A muffled protest came from behind the walls. “Not a mouse!” was clearly heard.
“Guess I better—” Lowe shrugged sheepishly. He turned to Dez. “Thank you.”
Dez brushed off his thanks. “Let me know if you need more. I know that was an intense mission. It seems like those are going around these days.”
Lowe raised an eyebrow. She smiled sheepishly. “I leave tomorrow. Triple hit. The Erlenders have been really aggressive lately. I mean, your mission? Geez. And there’ve been six raids. It’s weird. It’s high summer. Just weird. Tier’s ensuring we ‘put them in their place.’” She rolled her eyes with her air quotes.
“Good—” Lowe started, but Dez cut him off.
“Luck is for people without skill.”
“I was gonna say good riddance,” Lowe scoffed.
Dez cuffed him and then pulled him into a hug. “Be careful, soldier boy.” And with that warning, Dez disappeared through the door.
Chapter Four
Lowe walked to the far side of the room, where a bear had been painted in black onto the metal wall, a symbol for Sud’s guard. Lowe traced the bear’s snout and pushed a small button hidden there. A panel in the wall slid open. And then Lowe was knocked off his feet.
“You’re back!” Beza squeezed Lowe for all he was worth. His eight-year-old arms
barely fit around Lowe’s torso.
A soft smile lit Lowe’s face and then morphed into mischief as he flipped the boy upside down and looped the kid’s legs over his shoulder. Lowe stared down at a blond-haired, sticky-faced mess. “How’ve you been, trouble?” Lowe asked.
Beza giggled. “I’m not trouble.”
“Oh, I think you are. And I think trouble needs a little discipline.” He started to tickle Beza’s ribs until the boy shrieked.
“Hey, hey not so loud. I’m supposed to be remembering in here, right?

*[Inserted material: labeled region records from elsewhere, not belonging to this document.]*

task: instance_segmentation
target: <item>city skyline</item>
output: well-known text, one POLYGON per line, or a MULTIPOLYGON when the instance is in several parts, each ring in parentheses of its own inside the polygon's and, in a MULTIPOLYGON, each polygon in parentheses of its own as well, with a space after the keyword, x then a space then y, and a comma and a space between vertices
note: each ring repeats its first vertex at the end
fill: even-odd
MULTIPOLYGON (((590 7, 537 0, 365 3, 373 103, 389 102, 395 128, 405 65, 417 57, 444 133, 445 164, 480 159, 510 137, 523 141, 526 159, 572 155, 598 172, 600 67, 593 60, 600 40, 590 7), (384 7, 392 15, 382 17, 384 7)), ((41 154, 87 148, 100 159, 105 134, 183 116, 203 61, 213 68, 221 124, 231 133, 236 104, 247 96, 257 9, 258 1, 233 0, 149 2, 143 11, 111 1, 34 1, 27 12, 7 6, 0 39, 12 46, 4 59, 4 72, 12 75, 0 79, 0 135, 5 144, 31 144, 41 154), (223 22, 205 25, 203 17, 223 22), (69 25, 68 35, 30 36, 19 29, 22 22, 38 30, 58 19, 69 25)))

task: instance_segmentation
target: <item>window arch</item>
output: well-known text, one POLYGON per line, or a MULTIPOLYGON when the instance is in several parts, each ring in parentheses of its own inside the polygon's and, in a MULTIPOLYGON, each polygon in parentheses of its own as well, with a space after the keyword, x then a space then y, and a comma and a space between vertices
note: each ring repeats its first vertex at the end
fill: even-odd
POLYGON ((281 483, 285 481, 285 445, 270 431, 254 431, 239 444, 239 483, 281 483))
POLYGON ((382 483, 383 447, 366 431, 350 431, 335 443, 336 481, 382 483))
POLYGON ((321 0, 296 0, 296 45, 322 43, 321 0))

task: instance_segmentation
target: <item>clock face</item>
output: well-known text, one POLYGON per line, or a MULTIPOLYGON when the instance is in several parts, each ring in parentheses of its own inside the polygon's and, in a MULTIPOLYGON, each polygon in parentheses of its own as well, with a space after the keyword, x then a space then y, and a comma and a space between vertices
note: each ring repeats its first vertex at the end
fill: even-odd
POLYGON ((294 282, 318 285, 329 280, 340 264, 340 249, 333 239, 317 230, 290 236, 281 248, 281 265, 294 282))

Don’t give away our secret hideout.” Lowe waited until Beza nodded seriously, and then began the tickle torture again. “You’re gonna have to take it in silence. Like a man, trouble.”
Tickles continued until Beza was gasping, tears streaming from his eyes and tracking down his forehead.
“Alright,” Lowe relented. He set Beza upright, carefully holding the boy so that he could get his balance as the blood rushed out of his head. “Don’t want your mother to get after me for ruining those few brain cells you’ve got.”
“I’ve got more than you!” Beza punched his stomach.
Lowe grinned. “That’s true.”
He took Beza into a rough headlock for a second as he reached back through the door to grab the boy’s cane.
“Hey,” Beza struggled to free himself.
“Just trying to even out our brains,” Lowe snickered. He let go and handed Beza the wooden walking stick. Then he sat on the dusty floor. “So, how’s everything?”
“Fine.”
But Lowe knew from Beza’s tone that it wasn’t fine. “Who do I need to beat up?”
The kid rolled his eyes. He used the cane to lower himself to the floor across from Lowe. “If they’d put me back on dish duty I’d be fine. But Herri’s been making me man the outdoor bread ovens.”
Lowe bit his tongue. He knew better than to say anything against Beza’s boss. But he still had the urge to punch the man. I won’t. Only because that will make life harder. He changed the subject.